Background: Nanoparticulate polymeric systems (nanoparticles [Np]) have been widely studied for the delivery of drugs to a specific target site. This approach has been recently considered for the therapy of brain diseases. The major problem in accessing the CNS is linked to the presence of the blood-brain barrier.
Objective: The present review deals with the different strategies that have been developed in order to allow Np drug carriers entry into the CNS parenchyma. Among these, the use of magnetic Np, Np conjugation with ligands for blood-brain barrier receptors, with antibodies, and the use of surfactants have been considered.
Methods: All the literature available is reviewed in order to highlight the potential of this drug delivery system to be used as a drug carrier for the treatment of CNS pathologies.
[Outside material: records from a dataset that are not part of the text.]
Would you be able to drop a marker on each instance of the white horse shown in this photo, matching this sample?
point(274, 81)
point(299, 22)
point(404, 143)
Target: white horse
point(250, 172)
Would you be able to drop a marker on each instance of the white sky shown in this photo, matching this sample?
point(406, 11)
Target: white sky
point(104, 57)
Conclusions: Polymeric Np have been shown to be promising carriers for CNS drug delivery due to their potential both in encapsulating drugs, hence protecting them from excretion and metabolism, and in delivering active agents across the blood-brain barrier without inflicting any damage to the barrier. Different polymers have been used and different strategies have been applied; among these, the use of specific ligands to enhance the specificity of drugs delivered to the CNS has recently been considered. At present, clinical trials are being conducted appeared for the use of these drug carriers but none related to the treatment of CNS diseases.